Le marchand d'illusions
La nuit tombait sur la forêt qui entourait l’atelier de Merlin. Une brume légère rampait sur le sol, comme si les ombres du crépuscule hésitaient à céder leur place à l’obscurité totale. Sous la voûte des grands chênes, un homme avançait à pas mesurés, son manteau usé accrochant les branches basses.
Le voyageur paraissait fatigué. Pas seulement par la marche ou le poids de ses épaules voûtées, mais par quelque chose de plus profond, quelque chose qui, depuis longtemps, le rongeait sans qu’il puisse en saisir l’origine exacte.
Enfin, il aperçut la lumière vacillante d’une lanterne. Elle dessinait un cercle doré autour de la porte d’une bâtisse en pierre et en bois, couverte de mousse et d’herbes folles. Au-dessus de l’entrée, une enseigne sculptée dans le chêne annonçait en lettres élégantes :
Les Potions de Merlin
Le voyageur hésita une seconde. Puis, d’un souffle court, il poussa la porte.
L’intérieur était chaleureux, empli du parfum des plantes séchées et du feu de cheminée. Des étagères croulaient sous des bocaux de toutes tailles, chacun contenant des herbes mystérieuses, des écorces parfumées ou des épices venues d’ailleurs. Sur un grand comptoir en bois, un chaudron laissait échapper une vapeur d’un bleu profond.
Derrière ce comptoir, Merlin était là. Il n’avait ni long bâton magique ni chapeau, mais une présence qui imposait le respect sans jamais l’exiger. Ses yeux pétillaient d’une malice bienveillante, et son sourire semblait toujours sur le point d’accueillir une nouvelle histoire.
— Entre, voyageur, dit-il d’une voix calme. Ce n’est pas une nuit à errer seul dans la forêt.
Le visiteur referma la porte derrière lui et s’approcha lentement.
— J’ai entendu parler de toi, murmura-t-il.
— Voilà qui est intéressant, répondit Merlin en versant un liquide ambré dans une tasse. Et qu’a-t-on dit sur moi ?
Le voyageur ne répondit pas immédiatement. Il accepta la tasse et porta la boisson à ses lèvres. La chaleur lui fit du bien.
— On m’a dit que tes potions ne guérissaient rien, finit-il par lâcher. Qu’elles ne faisaient que… réconforter.

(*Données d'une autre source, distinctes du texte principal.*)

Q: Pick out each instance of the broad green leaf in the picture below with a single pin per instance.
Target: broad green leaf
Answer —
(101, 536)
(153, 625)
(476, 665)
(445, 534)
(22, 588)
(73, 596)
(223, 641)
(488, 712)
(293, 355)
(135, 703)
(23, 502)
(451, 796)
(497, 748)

Merlin haussa un sourcil, amusé.
— C’est exact. Ce sont des breuvages de paix, des moments de douceur dans la tourmente.
— Alors tu n’as pas le pouvoir de soigner ?
— Non. Et si quelqu’un t’a promis le contraire, c’est un menteur.

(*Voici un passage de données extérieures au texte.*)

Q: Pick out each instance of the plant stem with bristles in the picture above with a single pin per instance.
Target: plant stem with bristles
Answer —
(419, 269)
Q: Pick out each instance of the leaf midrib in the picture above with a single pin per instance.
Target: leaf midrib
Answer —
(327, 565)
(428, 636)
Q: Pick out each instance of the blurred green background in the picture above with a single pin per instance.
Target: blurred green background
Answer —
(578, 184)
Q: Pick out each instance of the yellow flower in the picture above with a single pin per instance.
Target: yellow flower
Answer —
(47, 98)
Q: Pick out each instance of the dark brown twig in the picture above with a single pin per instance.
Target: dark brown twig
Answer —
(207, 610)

Le voyageur serra les doigts autour de sa tasse, comme pour y puiser une force invisible.
— C’est ce que je voulais entendre.
Il leva enfin les yeux vers Merlin, et dans son regard brillait une lueur étrange, entre la honte et l’espoir.
— J’ai suivi un autre homme avant de venir ici, avoua-t-il. Il se faisait appeler Solal des Étoiles.
À ces mots, Grisouille, qui somnolait sur un coussin près du feu, ouvrit un œil méfiant et agita l’oreille.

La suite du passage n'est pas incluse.